Desde 2013 que se multiplicou em homenagens ao amigo. Na noite da morte, Vin Diesel apanhou um avião de Atlanta, na Geórgia, para chegar o mais rapidamente possível a Los Angeles.

No primeiro encontro com a mãe de Walker, ela pediu-lhe desculpa e confortou-o. “Porquê?”, questionou o ator. “Porque acabaste de perder a tua outra metade”, respondeu. “Ela disse-me algo que eu ainda não tinha percebido. Eu ainda não estava ciente do quão profunda foi a perda”, revelou mais tarde numa entrevista. 

Quando em 2015 subiu ao palco para receber um prémio no Teen’s Choice Awards, Vin Diesel tomou conta do microfone e depois de homenagear Walker, virou-se para a plateia. “Há uma adolescente na plateia que faz parte da família que nos ajudou a continuar a trabalhar, da família Walker (…) mas há uma especialíssima menina que se chama Meadow Walker”, sublinhou

Meadow e Vin Diesel juntos num encontro em 2019, em memória da morte de Walker

Meadow é uma menção constante nas mensagens do ator, que se manteve sempre por perto e faz questão de marcar e celebrar todas as datas importantes. “Posso dizer que estou muito orgulhoso da pessoa em que te estás a transformar. A verdade é que sempre me orgulhei de ti. Parabéns, Meadow. Sei que é o teu 21.º aniversário e que querias festejar à grande, mas a família tem um bolo à tua espera para quando voltares a casa. Apressa-te. Adoro-te, miúda. Tio Vin”, escreveu em novembro, a propósito do último aniversário.

O que é feito de Meadow?

Apesar de se ter mantido longe das câmaras, o seu nome foi eventualmente envolvido na polémica que sucedeu a morte do pai e no processo que interpôs contra a Porsche, alegando que o fim trágico se deveu às falhas de construção da empresa alemã.
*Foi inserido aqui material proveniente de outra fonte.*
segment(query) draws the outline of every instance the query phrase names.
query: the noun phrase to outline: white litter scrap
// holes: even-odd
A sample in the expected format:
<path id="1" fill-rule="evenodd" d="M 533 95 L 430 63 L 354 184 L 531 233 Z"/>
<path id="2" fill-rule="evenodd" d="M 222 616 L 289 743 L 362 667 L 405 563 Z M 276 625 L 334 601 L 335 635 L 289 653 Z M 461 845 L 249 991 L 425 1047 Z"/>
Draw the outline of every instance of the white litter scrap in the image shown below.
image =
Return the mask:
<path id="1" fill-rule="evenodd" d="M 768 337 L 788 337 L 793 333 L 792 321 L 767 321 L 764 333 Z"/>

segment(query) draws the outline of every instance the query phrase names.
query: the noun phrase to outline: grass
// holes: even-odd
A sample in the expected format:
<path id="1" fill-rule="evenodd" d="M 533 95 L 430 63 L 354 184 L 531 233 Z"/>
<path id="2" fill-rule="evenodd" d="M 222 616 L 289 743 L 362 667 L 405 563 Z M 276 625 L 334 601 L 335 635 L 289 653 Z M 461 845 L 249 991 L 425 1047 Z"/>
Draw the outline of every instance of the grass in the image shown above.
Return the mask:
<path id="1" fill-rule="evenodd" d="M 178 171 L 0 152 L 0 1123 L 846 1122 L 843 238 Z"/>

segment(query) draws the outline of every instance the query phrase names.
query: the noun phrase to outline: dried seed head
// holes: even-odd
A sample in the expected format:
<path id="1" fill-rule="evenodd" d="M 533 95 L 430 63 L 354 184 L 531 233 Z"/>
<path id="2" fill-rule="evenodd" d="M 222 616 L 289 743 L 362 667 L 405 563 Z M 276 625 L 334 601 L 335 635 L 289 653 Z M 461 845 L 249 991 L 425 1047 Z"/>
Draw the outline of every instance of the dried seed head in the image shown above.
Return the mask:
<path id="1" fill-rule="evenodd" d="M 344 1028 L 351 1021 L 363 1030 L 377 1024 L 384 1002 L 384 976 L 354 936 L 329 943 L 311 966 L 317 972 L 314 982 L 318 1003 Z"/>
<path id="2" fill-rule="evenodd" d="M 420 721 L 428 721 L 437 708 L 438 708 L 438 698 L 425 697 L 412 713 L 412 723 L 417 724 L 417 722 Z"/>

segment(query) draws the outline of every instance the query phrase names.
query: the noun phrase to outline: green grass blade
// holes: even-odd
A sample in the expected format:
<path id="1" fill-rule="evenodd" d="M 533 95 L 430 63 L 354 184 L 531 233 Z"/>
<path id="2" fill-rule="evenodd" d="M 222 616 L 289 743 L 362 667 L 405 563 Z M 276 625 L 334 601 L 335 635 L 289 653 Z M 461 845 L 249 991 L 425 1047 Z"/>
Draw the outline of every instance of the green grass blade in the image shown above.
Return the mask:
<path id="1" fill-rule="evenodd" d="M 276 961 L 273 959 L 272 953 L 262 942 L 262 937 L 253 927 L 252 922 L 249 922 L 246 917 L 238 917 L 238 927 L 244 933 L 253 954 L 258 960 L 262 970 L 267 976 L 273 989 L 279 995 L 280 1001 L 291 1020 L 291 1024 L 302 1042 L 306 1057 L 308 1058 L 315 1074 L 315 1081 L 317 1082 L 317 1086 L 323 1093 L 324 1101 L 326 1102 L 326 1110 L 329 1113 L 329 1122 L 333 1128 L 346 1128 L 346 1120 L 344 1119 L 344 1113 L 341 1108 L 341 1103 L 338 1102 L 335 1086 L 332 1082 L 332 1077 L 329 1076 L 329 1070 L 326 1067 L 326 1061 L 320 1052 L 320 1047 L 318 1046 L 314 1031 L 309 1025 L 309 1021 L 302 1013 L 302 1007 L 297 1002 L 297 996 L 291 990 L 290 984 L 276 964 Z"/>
Dois anos depois, em 2017, Meadow e a construtora fecharam um acordo confidencial e o caso não avançou. Contudo, isso não a livrou de muitas críticas públicas que a acusavam de tentar lucrar com a morte do pai.

Só em 2015 a adolescente começou a partilhar alguns textos e imagens nas redes sociais, apesar de o fazer com pouca regularidade. Foi também nesse ano que criou a The Paul Walker Foundation, uma fundação que tem como objetivo a proteção dos oceanos e da vida marítima, algo que preocupava o próprio ator. Meadow mostra-se muito ativa na gestão diária da organização que nos últimos meses tem oferecido refeições a famílias e crianças afetadas pela pandemia.

Meadow lançou-se como modelo aos 21 anos

“Quero lançar esta fundação porque quero partilhar este lado dele com o mundo, com os outros (…) Não consigo pensar numa forma melhor de honrar o meu pai”, revelou na altura da inauguração, onde referiu também que Walker tinha uma “paixão por salvar animais, por ajudar pessoas e por boas ações espontâneas”.

Ela própria viajou para o Gana para fazer voluntariado junto de crianças pobres. “Foi um prazer absoluto, as duas melhores semanas da minha vida”, revelou nas redes sociais. Mais recentemente, a sua beleza valeu-lhe um contrato para protagonizar uma campanha — a sua estreia no mundo da moda — para a designer Adrianne Elmy.